Key Points
- Scientists uncovered the key to regulating our body’s internal clock by identifying how CK1δ regulates circadian rhythms through phosphate tagging.
- δ1 and δ2 are the two versions of CK1δ, differ in their self-regulation, impacting their activity.
- Findings could lead to new treatments for circadian rhythm disorders and other conditions.
- Future research will explore how external factors influence CK1δ and circadian regulation.
Researchers from Duke-NUS Medical School and the University of California, Santa Cruz, have uncovered a critical mechanism for regulating our internal biological clock. Their study, published in the journal PNAS, focuses on the role of Casein Kinase 1 delta (CK1δ), a protein that acts as a key regulator of circadian rhythms, which control sleep-wake cycles and other essential daily functions.
CK1δ fine-tunes the timing of these rhythms by modifying other proteins involved in the biological clock. Importantly, CK1δ can also regulate itself by being tagged with phosphate groups, reducing its activity. The researchers identified two versions of CK1δ, called δ1 and δ2, which differ by just 16 amino acids at the end of the protein in a region known as the C-terminal tail. Despite this small difference, these two versions have significantly different impacts on CK1δ’s activity.
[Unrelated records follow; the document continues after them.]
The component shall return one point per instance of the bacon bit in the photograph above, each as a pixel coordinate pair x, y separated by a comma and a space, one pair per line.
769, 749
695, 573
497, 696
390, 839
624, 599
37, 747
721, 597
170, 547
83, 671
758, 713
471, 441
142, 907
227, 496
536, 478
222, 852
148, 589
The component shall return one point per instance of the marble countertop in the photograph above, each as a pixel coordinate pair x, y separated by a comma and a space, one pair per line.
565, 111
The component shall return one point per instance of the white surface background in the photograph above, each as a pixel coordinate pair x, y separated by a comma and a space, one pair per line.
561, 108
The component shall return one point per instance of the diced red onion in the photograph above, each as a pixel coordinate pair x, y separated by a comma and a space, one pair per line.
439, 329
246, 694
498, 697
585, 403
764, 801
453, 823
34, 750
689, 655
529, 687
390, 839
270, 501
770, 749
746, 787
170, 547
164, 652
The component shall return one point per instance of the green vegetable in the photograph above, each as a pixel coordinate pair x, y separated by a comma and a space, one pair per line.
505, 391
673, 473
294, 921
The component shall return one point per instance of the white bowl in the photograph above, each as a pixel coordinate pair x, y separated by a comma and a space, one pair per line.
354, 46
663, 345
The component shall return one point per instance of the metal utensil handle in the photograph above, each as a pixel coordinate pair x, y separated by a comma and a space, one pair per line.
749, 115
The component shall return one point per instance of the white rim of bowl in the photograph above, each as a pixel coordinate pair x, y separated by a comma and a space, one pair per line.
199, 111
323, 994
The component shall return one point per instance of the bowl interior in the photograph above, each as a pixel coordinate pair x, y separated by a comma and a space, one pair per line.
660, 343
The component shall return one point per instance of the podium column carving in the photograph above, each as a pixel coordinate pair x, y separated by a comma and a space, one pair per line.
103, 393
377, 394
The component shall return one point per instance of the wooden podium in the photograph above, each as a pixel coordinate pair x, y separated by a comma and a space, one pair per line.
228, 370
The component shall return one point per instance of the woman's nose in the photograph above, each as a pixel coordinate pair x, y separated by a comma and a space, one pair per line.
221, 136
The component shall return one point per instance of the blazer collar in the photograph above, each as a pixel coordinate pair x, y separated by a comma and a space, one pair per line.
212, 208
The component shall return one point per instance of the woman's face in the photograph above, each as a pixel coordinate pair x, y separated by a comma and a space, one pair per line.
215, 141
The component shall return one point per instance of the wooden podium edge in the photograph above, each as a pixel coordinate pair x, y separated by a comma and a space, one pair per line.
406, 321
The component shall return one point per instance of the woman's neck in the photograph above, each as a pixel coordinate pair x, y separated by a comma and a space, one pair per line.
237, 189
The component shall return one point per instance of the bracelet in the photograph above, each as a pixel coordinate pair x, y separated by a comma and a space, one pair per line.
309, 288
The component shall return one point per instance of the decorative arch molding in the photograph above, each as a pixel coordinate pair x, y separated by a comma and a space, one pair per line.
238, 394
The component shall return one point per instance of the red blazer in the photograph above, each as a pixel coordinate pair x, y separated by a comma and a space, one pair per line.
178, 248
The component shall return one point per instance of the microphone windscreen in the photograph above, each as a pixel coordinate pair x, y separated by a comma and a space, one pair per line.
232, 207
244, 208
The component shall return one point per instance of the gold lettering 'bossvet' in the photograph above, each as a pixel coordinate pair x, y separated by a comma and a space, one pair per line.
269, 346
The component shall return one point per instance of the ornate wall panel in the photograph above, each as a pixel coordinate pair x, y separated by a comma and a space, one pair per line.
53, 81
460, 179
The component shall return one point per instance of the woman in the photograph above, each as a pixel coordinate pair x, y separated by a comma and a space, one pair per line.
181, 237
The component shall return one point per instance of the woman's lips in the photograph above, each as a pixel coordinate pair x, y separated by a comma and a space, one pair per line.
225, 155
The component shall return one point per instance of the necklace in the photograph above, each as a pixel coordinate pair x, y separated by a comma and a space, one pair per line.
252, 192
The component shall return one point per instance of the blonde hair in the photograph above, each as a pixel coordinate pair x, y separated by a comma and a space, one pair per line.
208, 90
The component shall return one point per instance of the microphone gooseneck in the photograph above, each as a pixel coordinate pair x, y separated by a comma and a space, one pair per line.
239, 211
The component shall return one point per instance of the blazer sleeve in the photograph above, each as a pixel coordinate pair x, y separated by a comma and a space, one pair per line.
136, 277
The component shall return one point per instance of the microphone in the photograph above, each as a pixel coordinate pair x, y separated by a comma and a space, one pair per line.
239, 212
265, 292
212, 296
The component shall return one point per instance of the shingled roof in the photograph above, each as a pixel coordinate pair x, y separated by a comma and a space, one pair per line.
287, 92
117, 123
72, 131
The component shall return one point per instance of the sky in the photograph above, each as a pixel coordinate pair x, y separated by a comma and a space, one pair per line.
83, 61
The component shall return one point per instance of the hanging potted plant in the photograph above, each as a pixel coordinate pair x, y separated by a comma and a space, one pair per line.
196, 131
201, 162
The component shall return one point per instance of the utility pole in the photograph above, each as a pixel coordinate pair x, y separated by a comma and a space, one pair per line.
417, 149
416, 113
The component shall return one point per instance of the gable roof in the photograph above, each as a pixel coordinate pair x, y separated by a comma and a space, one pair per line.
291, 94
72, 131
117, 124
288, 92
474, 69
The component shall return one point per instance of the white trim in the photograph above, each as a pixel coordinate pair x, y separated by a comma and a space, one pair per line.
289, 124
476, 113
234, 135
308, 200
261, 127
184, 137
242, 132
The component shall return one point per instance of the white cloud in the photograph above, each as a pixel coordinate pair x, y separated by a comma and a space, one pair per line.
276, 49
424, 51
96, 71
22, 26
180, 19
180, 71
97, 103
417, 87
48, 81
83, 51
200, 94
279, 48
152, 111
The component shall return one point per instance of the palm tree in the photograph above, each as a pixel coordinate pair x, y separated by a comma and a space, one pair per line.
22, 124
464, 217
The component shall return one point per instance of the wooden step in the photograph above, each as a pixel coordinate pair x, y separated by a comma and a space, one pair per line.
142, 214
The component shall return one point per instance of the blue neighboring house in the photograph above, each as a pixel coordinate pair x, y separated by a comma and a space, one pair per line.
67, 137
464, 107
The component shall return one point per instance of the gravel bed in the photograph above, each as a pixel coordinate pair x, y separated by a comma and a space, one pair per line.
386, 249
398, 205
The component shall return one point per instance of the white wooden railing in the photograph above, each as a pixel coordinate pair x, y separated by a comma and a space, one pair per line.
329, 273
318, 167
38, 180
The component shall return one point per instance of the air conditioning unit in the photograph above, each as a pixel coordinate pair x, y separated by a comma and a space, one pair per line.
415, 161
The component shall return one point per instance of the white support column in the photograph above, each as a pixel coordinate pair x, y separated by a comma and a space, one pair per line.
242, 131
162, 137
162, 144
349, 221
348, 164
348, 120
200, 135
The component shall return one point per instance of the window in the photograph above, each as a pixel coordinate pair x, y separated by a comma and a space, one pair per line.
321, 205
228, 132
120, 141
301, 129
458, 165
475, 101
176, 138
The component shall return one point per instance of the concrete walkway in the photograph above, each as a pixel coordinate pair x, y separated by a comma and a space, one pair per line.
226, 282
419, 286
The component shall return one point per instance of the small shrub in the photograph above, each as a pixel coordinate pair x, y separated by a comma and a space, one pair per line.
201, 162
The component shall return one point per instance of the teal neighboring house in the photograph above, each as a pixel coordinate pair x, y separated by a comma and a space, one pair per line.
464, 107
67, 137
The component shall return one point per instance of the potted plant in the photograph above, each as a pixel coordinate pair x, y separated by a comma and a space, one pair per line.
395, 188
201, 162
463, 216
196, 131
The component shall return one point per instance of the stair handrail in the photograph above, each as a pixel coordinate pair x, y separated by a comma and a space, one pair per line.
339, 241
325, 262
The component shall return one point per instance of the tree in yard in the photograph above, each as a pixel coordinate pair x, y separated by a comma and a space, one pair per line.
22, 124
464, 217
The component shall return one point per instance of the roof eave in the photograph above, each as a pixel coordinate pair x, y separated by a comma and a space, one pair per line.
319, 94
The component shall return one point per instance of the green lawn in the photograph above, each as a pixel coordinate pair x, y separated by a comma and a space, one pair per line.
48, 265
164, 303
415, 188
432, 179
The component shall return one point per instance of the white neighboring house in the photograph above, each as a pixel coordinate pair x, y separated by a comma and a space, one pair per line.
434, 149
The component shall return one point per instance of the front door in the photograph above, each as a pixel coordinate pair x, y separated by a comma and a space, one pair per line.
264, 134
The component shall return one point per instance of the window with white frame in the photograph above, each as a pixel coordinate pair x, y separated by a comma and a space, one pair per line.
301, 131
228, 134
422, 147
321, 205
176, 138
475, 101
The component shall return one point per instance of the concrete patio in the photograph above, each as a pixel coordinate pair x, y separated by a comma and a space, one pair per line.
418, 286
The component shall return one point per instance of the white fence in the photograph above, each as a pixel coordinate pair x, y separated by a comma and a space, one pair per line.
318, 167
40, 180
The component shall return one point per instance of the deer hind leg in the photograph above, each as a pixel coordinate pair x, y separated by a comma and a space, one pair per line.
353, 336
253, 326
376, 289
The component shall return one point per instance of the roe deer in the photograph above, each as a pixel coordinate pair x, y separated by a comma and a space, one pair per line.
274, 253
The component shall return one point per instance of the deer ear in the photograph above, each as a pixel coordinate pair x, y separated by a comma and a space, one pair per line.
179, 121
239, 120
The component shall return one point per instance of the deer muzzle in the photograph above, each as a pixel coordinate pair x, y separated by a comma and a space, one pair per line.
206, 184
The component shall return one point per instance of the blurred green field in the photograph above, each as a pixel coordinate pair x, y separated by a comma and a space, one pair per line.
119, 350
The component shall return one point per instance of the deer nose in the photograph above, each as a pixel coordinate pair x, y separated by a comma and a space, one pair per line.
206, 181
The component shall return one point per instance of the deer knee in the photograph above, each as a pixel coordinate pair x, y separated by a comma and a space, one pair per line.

The researchers used advanced spectroscopy and spectrometry techniques to pinpoint three key sites on CK1δ’s tail where phosphate groups attach. They discovered that CK1δ’s ability to regulate the body’s internal clock is diminished when these sites are tagged. Professor Carrie Partch, co-author of the study, emphasized that this discovery provides a clear understanding of how CK1δ activity is controlled, which has been a mystery for decades.
Professor David Virshup, another co-corresponding author, added that δ1 is more tightly self-regulated than δ2 due to how its tail interacts with the rest of the protein. When the tagging sites on δ1 are altered or removed, the protein becomes more active, leading to changes in circadian rhythms. In contrast, δ2 does not exhibit the same level of self-regulation.
This breakthrough sheds light on the delicate balance of CK1δ’s activity, crucial for maintaining healthy circadian rhythms. Beyond regulating the body’s clock, CK1δ is also involved in critical processes such as cell division, cancer development, and certain neurodegenerative diseases. Understanding how CK1δ functions could lead to new treatments for various conditions, including circadian rhythm disorders.
Moving forward, the researchers plan to study how factors like diet and environmental changes affect the tagging of CK1δ, potentially offering practical solutions for managing disruptions to circadian rhythms.